The Ballito Pro - Jack O'Neill Story



Jack O’Neill wanted to surf longer… and so he did something about it. His “you don’t fight life; rather work with what it brings” approach to life gave him the means to do, adapt and conquer. Determined to overcome the frigid Northern California ocean temperatures and surf longer for longer periods of time, Jack O’Neill invented the wetsuit, allowing surfers to live the ‘first in last out’ dream and inadvertently propelled the sport of surfing light years ahead simply by allowing surfers to spend more time in the water. Founded in 1952 in a garage in a small town near San Francisco, O’Neill (the oldest surf brand in history) hangs ten with an elite club of revolutionary brands that also had humble beginnings in a garage and grew into global icons.


Now widely regarded as the original surf and snow brand, O’Neill is synonymous with the area where it was created – a region that embodies Mother Nature in her rawest form; a wild rugged coastline, redwood forests, the snow-capped Sierra Nevada mountains, merciless snow blizzards and icy ocean water temperatures.
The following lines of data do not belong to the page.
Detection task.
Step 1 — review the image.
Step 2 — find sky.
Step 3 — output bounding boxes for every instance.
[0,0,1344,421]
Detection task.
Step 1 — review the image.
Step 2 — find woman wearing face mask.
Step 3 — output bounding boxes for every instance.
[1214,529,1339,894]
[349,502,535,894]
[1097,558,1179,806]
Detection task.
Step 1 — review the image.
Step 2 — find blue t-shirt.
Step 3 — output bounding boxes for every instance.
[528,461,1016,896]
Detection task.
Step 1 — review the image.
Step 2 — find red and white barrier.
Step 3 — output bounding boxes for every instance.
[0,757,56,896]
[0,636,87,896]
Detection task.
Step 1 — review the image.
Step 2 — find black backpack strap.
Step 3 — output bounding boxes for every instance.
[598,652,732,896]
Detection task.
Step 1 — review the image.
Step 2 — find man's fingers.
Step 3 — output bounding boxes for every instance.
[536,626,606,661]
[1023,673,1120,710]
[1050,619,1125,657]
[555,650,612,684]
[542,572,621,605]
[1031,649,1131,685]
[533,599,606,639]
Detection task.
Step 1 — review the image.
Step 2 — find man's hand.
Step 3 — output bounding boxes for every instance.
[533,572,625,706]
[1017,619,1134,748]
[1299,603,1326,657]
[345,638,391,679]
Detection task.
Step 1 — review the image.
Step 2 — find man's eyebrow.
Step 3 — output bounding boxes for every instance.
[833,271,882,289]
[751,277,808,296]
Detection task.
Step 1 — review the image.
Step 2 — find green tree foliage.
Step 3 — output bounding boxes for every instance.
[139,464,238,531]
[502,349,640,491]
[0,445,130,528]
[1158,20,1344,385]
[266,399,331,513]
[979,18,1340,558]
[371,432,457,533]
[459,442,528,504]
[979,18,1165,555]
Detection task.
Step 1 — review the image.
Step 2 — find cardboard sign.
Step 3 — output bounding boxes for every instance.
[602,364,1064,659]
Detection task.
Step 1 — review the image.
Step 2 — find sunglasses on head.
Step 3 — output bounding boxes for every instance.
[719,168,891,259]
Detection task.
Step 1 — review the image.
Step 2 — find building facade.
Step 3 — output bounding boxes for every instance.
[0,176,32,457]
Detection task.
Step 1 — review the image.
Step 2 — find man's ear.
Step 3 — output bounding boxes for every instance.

The friendly, laid-back surf legend was a continuous innovator. Firstly, Jack invented the wetsuit and then went on to open the world’s first surf shop. He coined and registered the phrase “SurfShop” but a few months later decided to de-register it so that it could be used worldwide. Jack’s son, Pat followed suit and later invented the surf leash.

Having lost his left eye in a surfing accident, the one-eyed surfing icon, also known as One-Eyed Jack, looked more like a pirate with his black eye patch and bushy beard but as it turns out, this classic look become the brand’s strongest label.
With his colourful personality and marketing ingenuity, Jack began experimenting in the early 1950’s with ways to insulate swimwear so that he could stay warm in the freezing cold waters. At the time, surfers were using sweaters sprayed with oily water sealant and laughed at the idea of a wetsuit, some calling Jack “the clown of surfing”. But Jack persevered. He initially began testing the waters with foam rubber but switched to neoprene after seeing the material in the carpeting of an airliner.

By 1980 O’Neill had become a thriving international business and the world’s largest ocean wetsuit designer and manufacturer. As the world became obsessed with surfing, the O’Neill brand blew up in Australia, Europe, and Japan.
In the meantime, Jack had developed a special interest in oceanography and marine education and established what he called his proudest achievement – the O’Neill Sea Odyssey (OSO) – in 1996. Using his personal Team O’Neill catamaran, the programme has hosted over 200 000 kids.
Jack used to say: “The ocean is alive, and we’ve got to take care of it. There is no doubt in my mind that the O’Neil Sea Odyssey is the best thing I’ve ever done”.

Jack passed away in 2017 at the age of 94 from natural causes at his home at Treasure Point, Santa Cruz, Northern California – the place he believed was the centre of surfing.
I the words of The Man himself: “It’s been a hell of a ride. Long may it continue”.